El triunfo de Baco.Diego Velázquez

Cualquiera que busque conocer una cultura extraña, y quiera comprender los hilos que empujan sus mecanismos de pensamiento, deberá aprender primero la forma, el color, los gestos de las mismas manos que controlan estos hilos. Nuestra mirada sobrevuela por encima de los seres humanos, recorre con agilidad el hilo hasta posarse en estas manos superiores. Por ejemplo si quisiéramos comprender por qué la corriente cristiana del calvinismo cree en un destino prefijado por Dios, independiente a nuestros actos, haría falta sumergirse primero en los entresijos de la religión vikinga. Así aprenderíamos que las religiones protestantes toman parte de sus ideas de la fe ciega que los guerreros del norte de Europa tenían hacia el destino. Son detalles, insulsos en apariencia, que permiten al viajero comprender el innovador entorno que le rodea, apreciar más plenamente las costumbres y los tonos de voz con que se dirigen a él.
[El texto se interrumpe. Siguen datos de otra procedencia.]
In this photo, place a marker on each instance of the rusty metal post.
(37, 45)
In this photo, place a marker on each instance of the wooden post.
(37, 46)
Los dioses serían, sin lugar a dudas, esa mano poderosa que maneja los hilos. Sin embargo no hace falta creer en ellos para que nos controlen, aquí radica su poder. La educación recibida en el colegio, en el hogar, las costumbres locales, todo ello se sustenta sobre un sólido sustrato de varios kilómetros de grosor, engordado a lo largo de los siglos con los sedimentos de las religiones pasadas. Y si quisiésemos comprender la perspectiva que se tiene a lo largo del mundo con respecto al alcohol y la fiesta, la fertilidad y la vida después de la muerte, solo hace falta echar un ojo a sus dioses del vino.

Dionisio

También conocido como Baco en la Roma Antigua, fue en la Grecia Clásica el dios del vino y de la fertilidad, hijo de Zeus y bisnieto por parte de madre de Afrodita, la diosa del amor. Sus poderes relacionados con la fertilidad muestran una clara proximidad entre el divertimento y el placer, el placer y la descendencia, mostrando el vino no como un líquido peligroso, sino como un componente ideal para facilitar la procreación.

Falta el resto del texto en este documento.